McLaren’s departing Australian star, Daniel Ricciardo, faces an uncertain future heading into 2023 as he reveals he isn’t sure on his own plans after this season ends.

It was confirmed earlier in the month that Ricciardo would part ways with the McLaren team by mutual consent, with fellow Aussie prodigy, Oscar Piastri, signed to take his place.

The move comes off the back of two largely challenging seasons – despite a win in Monza in 2021 and McLaren’s first win in a decade – and while attention certainly turns to what lies ahead, Ricciardo isn’t confident his ‘Plan A’ will be achieved.

He told Formula 1’s website that “Plan A would be to be on the grid, but nothing’s changed. Let’s say I don’t want to just jump at the first seat available. I know the landscape probably changes as well end of next year with contracts and whatever so I’m just… I don’t want to say remaining patient, but just remaining open.”

It is rumoured that constructor rivals, Alpine, are looking at Pierre Gasly from AlphaTauri to take Fernando Alonso’s vacant seat so any seats he may pick will be less competitive looking at this season’s standings.

And if he decides to take on a reserve spot at a top team, for example Mercedes because current reserve Nyck de Vries hopes himself for a grid place in 2023, his stock will be far less attractive than it had been previously.

He continued: “[A reserve role is] certainly something that’s realistic, yeah.

“That’s the two, I would say, realistic options.
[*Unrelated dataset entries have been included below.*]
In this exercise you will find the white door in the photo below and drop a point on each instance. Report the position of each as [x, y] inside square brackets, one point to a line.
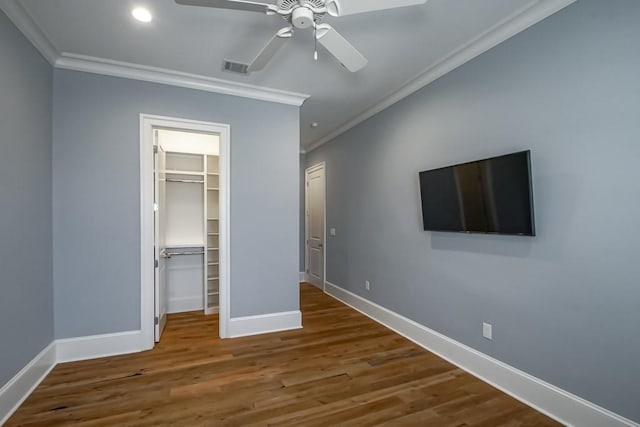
[160, 186]
[315, 199]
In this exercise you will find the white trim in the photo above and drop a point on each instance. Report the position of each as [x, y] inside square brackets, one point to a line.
[264, 323]
[16, 391]
[559, 404]
[127, 70]
[184, 304]
[95, 346]
[322, 165]
[21, 19]
[147, 124]
[519, 21]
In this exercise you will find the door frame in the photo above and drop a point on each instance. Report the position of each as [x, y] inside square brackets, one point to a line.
[147, 125]
[323, 166]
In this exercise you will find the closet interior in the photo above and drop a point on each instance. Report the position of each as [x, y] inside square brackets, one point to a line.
[191, 220]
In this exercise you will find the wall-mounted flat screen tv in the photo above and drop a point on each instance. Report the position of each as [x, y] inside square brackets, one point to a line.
[486, 196]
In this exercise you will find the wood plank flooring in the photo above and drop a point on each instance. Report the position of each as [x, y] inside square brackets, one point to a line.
[341, 369]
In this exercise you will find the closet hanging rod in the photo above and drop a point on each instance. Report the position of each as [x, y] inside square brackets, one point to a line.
[170, 254]
[190, 181]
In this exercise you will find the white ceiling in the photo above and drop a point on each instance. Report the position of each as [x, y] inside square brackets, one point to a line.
[401, 45]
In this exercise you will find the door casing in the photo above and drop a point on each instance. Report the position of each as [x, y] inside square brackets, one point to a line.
[147, 260]
[314, 168]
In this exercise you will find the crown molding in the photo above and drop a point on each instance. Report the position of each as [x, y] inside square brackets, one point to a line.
[68, 61]
[21, 19]
[89, 64]
[517, 22]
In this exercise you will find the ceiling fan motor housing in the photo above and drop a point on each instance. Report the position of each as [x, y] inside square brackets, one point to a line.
[302, 18]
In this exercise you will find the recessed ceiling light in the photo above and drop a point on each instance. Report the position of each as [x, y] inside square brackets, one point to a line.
[142, 14]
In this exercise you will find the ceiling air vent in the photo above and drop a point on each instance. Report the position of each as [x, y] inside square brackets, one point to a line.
[235, 67]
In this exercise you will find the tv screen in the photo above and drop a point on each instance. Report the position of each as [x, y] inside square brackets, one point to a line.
[486, 196]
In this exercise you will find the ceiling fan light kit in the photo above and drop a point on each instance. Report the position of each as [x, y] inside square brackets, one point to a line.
[302, 15]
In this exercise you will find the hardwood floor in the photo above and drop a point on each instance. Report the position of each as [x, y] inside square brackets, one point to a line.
[341, 369]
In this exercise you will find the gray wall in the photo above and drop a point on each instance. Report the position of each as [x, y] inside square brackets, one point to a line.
[96, 198]
[564, 305]
[26, 302]
[302, 202]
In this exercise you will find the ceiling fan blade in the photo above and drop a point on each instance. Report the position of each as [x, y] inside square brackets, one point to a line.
[268, 52]
[351, 7]
[339, 47]
[251, 6]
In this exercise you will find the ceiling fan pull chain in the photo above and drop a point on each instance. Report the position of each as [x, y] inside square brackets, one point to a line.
[315, 44]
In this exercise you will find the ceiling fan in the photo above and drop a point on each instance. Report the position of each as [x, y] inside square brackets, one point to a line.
[304, 14]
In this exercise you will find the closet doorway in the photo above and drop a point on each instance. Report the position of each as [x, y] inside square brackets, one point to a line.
[184, 222]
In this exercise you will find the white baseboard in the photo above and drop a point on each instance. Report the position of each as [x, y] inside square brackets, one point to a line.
[182, 305]
[555, 402]
[264, 324]
[92, 347]
[13, 393]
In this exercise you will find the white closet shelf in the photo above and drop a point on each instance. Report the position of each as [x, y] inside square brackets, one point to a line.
[182, 172]
[184, 245]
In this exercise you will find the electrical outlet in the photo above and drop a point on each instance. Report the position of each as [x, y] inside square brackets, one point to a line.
[487, 331]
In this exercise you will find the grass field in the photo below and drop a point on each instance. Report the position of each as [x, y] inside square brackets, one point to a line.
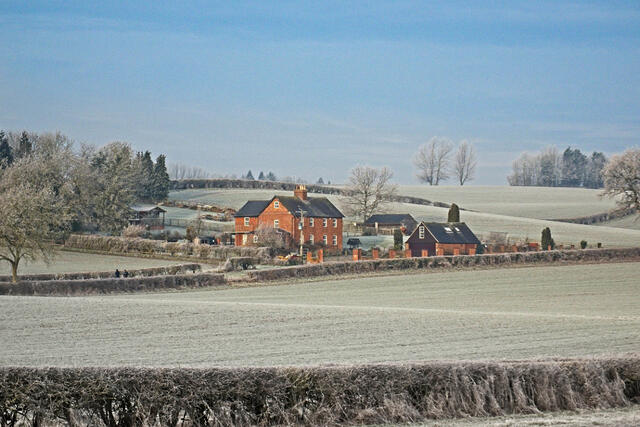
[529, 312]
[72, 262]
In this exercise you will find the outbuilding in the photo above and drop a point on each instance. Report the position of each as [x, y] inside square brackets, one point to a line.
[453, 238]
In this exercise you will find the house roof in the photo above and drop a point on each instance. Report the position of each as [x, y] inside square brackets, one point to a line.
[314, 207]
[252, 208]
[390, 219]
[452, 232]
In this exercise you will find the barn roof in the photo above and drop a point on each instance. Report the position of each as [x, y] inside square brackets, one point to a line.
[252, 208]
[314, 207]
[451, 232]
[390, 219]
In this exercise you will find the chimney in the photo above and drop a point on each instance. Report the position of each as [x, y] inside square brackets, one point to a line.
[300, 192]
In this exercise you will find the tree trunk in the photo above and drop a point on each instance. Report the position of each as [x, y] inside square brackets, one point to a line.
[14, 272]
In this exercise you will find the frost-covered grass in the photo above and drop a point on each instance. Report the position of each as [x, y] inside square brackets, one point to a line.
[72, 262]
[515, 313]
[530, 202]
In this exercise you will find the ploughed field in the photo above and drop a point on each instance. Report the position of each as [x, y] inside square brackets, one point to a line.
[76, 262]
[515, 313]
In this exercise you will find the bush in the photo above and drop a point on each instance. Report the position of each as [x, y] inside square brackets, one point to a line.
[332, 395]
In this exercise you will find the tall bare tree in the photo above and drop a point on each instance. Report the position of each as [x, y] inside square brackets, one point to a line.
[433, 160]
[464, 167]
[622, 179]
[368, 189]
[30, 219]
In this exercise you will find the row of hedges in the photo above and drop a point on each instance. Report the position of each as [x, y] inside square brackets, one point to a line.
[460, 261]
[369, 394]
[286, 186]
[111, 285]
[122, 245]
[144, 272]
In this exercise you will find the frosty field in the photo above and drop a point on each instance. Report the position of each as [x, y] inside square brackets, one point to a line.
[576, 310]
[72, 262]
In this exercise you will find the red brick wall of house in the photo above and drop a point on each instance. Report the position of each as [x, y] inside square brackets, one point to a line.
[289, 223]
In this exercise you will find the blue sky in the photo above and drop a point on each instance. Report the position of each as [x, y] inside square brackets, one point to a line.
[313, 88]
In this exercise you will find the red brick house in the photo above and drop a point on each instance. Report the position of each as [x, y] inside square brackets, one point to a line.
[453, 238]
[321, 220]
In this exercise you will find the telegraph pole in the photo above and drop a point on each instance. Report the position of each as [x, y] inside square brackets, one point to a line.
[301, 228]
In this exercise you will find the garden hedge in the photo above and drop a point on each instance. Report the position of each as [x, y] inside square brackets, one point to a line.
[366, 394]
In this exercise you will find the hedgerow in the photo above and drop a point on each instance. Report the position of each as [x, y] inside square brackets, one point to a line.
[367, 394]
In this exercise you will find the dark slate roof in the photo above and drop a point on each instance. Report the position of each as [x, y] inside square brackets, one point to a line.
[390, 219]
[460, 233]
[314, 207]
[252, 208]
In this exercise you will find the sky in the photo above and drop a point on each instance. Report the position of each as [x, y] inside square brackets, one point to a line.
[312, 89]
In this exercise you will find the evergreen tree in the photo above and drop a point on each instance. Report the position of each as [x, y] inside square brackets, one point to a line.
[6, 152]
[25, 147]
[547, 240]
[454, 213]
[161, 179]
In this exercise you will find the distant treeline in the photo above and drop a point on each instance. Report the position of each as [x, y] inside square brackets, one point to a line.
[549, 168]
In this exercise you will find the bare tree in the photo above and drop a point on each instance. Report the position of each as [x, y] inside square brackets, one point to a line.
[465, 163]
[30, 219]
[432, 160]
[368, 189]
[622, 179]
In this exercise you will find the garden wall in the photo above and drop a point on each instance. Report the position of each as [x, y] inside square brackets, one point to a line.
[111, 285]
[461, 261]
[367, 394]
[121, 245]
[144, 272]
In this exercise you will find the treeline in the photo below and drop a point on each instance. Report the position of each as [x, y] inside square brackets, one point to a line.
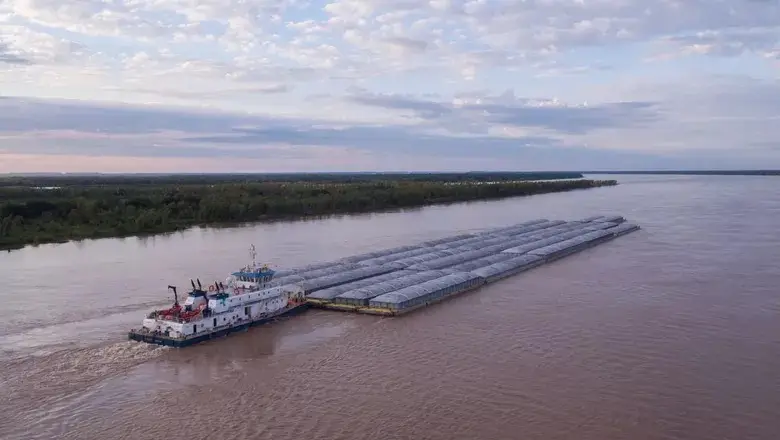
[30, 215]
[198, 179]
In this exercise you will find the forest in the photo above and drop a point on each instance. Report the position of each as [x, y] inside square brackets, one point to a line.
[56, 211]
[49, 180]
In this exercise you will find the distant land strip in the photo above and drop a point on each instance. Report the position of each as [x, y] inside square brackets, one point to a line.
[49, 180]
[36, 211]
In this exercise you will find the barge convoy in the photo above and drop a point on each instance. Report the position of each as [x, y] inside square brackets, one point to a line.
[388, 282]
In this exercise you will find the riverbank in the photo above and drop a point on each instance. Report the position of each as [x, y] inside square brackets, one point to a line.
[38, 215]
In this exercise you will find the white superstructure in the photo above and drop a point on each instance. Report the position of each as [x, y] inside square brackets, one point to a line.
[243, 299]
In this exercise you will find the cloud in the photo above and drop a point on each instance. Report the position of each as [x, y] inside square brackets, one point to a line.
[508, 110]
[526, 83]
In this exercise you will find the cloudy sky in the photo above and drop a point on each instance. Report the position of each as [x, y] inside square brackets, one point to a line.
[300, 85]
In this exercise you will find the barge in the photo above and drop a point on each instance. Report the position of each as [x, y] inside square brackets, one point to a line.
[388, 282]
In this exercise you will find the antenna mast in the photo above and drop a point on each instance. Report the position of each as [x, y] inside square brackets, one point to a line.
[253, 254]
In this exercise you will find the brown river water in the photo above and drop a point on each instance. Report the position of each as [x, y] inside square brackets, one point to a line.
[672, 332]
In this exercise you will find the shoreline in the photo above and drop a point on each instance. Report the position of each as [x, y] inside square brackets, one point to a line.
[17, 233]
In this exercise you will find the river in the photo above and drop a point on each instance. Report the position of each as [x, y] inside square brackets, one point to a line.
[672, 332]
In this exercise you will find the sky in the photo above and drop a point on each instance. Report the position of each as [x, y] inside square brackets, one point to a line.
[399, 85]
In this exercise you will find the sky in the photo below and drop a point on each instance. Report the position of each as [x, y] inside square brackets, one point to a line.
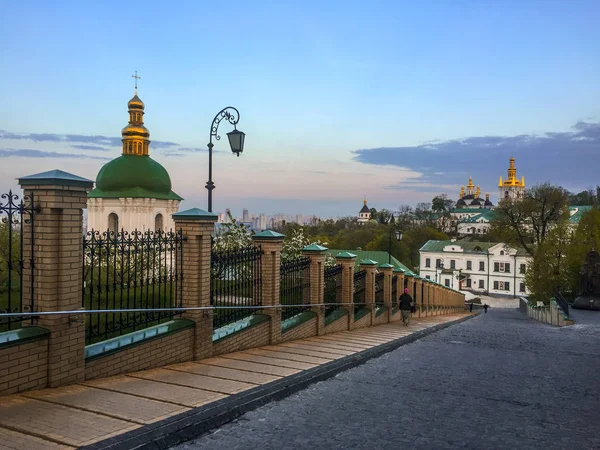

It’s not to be anywhere else. I love other disciplines of motorsport but I don’t see myself there. At least, I feel as though I jump into something like that and then it closes the door in F1. It kind of feels like I checked out and I haven’t. So I’m solely focused on F1 and we’ll see.”

The final option for Ricciardo is to take a sabbatical, but many drivers have become peripheral rather than at the front of recruiters’ minds when they have.

Stoffel Vandoorne for instance entered Formula 1 in 2016 off the back of an impressive championship winning GP2 season the year prior. He was unable to prove himself, perhaps due to the weaker car and overachieving team-mate limiting his potential, and found himself forgotten in the realm of Formula 1.

While his career was far from ruined, winning the Formula E championship this year, it is hard to believe that the time away will reward him with another Formula 1 position.

And that is the risk Ricciardo faces if he gambles on a reserve role, presumably hoping a talent like Lewis Hamilton retires imminently to be in pole position to replace him.

Especially a sabbatical may do him little favour, even if time away from the intense lifestyle could enrich his motivation like how Alonso returned impassioned following his two-year break.

Despite all this, he remains a fan favourite among fans and his popularity might open doors that otherwise would seem closed to drivers facing struggle. IndyCar or NASCAR might appeal to neutrals although Ricciardo is on the record stating he isn’t a supporter of oval tracks.

Either way, Ricciardo’s future is the talk of the paddock and it will be curious to see what step he takes next, though the future appears bleak at a glance right now.